De aardse-atmosfeer en haar neerslag
ontvangen door Jakob Lorber op 03-02-1847
hoofdstuk
23
(1) Dat de zon begrijpelijkerwijs slechts
degene is die het licht ondersteunt, maar niet degene die het licht eigenlijk zelf
schenkt, is gemakkelijk te verklaren uit het feit dat de zon van te voren het
licht uit de talloze zonnen op haar glanzende oppervlakte opneemt en het dan
als een verenigd licht in de wijde etherruimte uitstraalt.
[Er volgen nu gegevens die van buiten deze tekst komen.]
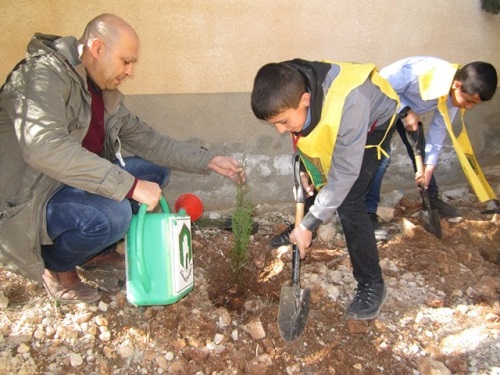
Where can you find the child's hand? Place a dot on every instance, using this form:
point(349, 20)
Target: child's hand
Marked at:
point(411, 121)
point(228, 167)
point(306, 184)
point(302, 237)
Dit uitgezonden,
verenigde licht van de vele sterren ontmoet overal ook die lichtstralen, die
direct van de sterren op de aarde vallen, verenigt zich dan met deze
lichtstralen en valt dan samen met hen op aarde. Daaruit bestaat de
ondersteuning, want het zonlicht alleen zou heel zwak zijn, als het licht van
de sterren niet met haar samenwerkte. Ook zou het licht van de maan alleen erg
bleekjes zijn, als het niet door het zonlicht werd ondersteund, zoals dit op
zijn beurt door het sterrenlicht wordt ondersteund.
(2)
Dat echter het ene licht het andere ondersteunen kan, wordt bewezen door
verschillende in een kamer aangestoken lichten, die toch duidelijk meer licht
verspreiden dan één enkel licht.
(3) Op
die hoogte in de bergen waar we al over spraken, kan deze ondersteuning echter
niet die uitwerking hebben als in een lager gelegen streek, omdat, zoals al
werd uiteengezet, de stralen daar nog niet voldoende dichtheid bereikt hebben.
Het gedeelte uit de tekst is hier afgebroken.